Michigan

Michigan Health Department Issues Warning About New Drug Linked to Overdose Deaths

The Michigan Department of Health and Human Services is alerting residents about a new drug linked to overdose deaths.

The drug, medetomidine, is a veterinary tranquilizer similar to xylazine, also known as “tranq,” a potent sedative used in veterinary medicine, according to the U.S. Food and Drug Administration. It is often mixed with fentanyl in the illicit drug trade, law enforcement agencies report.

Officials warn that medetomidine can cause adverse effects such as slowed heart rate, low blood pressure, and decreased brain and spinal cord activity. It is not approved for human use.

Since March, toxicology testing has linked three overdose deaths in Michigan to medetomidine, according to data from the Swift Toxicology of Opioid Related Mortalities project at Western Michigan University Homer Stryker M.D. School of Medicine. These deaths occurred in Ingham, Berrien, and Wayne counties, and fentanyl along with other potent synthetic drugs were also detected, officials said.

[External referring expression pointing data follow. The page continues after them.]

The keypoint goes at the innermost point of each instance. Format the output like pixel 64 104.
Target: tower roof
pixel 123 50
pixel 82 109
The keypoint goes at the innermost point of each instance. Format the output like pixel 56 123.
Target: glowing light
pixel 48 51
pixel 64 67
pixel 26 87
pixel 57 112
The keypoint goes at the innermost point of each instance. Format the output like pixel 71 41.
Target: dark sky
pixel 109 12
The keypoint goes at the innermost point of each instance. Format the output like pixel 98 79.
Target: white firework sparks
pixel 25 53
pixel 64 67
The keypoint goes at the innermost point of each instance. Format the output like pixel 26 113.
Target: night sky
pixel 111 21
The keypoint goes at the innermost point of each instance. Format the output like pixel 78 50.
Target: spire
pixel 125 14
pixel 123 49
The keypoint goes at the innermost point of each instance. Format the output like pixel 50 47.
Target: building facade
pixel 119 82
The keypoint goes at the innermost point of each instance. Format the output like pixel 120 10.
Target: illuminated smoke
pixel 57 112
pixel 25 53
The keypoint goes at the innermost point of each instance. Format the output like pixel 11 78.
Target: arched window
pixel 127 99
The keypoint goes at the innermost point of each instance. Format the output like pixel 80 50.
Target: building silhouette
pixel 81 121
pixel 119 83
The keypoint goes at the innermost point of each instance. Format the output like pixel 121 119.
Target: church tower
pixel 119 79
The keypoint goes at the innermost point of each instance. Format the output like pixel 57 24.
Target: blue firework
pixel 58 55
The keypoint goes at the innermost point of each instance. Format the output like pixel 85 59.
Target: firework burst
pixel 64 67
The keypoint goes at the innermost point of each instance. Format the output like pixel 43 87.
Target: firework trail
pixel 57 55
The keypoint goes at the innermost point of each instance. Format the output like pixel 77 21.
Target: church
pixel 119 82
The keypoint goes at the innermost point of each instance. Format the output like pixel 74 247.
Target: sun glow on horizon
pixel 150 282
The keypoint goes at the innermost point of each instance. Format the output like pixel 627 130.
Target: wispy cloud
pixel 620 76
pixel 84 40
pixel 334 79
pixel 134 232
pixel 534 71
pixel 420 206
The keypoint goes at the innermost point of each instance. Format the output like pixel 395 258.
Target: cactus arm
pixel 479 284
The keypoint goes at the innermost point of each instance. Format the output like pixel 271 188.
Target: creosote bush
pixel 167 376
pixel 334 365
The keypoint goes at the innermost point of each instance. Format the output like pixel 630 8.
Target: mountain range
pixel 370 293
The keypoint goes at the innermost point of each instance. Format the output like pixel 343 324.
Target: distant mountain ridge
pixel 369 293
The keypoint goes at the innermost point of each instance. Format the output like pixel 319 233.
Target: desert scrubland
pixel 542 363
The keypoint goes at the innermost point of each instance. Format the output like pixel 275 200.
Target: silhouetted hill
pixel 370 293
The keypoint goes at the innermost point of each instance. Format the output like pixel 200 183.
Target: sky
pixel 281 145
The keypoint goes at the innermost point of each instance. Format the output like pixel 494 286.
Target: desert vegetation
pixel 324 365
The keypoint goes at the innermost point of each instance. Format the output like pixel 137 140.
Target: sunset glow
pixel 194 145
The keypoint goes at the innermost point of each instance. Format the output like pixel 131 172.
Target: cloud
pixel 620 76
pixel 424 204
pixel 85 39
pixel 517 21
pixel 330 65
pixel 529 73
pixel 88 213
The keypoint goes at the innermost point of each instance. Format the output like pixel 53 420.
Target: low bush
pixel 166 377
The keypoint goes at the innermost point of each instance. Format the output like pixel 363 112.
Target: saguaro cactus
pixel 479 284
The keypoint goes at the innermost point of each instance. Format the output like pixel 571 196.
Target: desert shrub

“Medetomidine is considered more potent than xylazine, and we want to ensure Michigan residents are aware of this new and dangerous drug appearing in overdose deaths in our state,” said Dr. Natasha Bagdasarian, chief medical executive, in a statement. “Although naloxone doesn’t directly reverse the effects of medetomidine or xylazine, these tranquilizers are typically found in combination with opioids like fentanyl, which can be reversed. Therefore, we continue to urge individuals who use drugs and their loved ones to carry naloxone to prevent overdoses.”

The Michigan Department of Health and Human Services advises local organizations, health care providers, and others to take the following steps: raise awareness; administer rescue breaths in case of respiratory depression; distribute fentanyl and xylazine test strips and naloxone; and review the Substance Use Vulnerability Index on the MDHHS dashboard.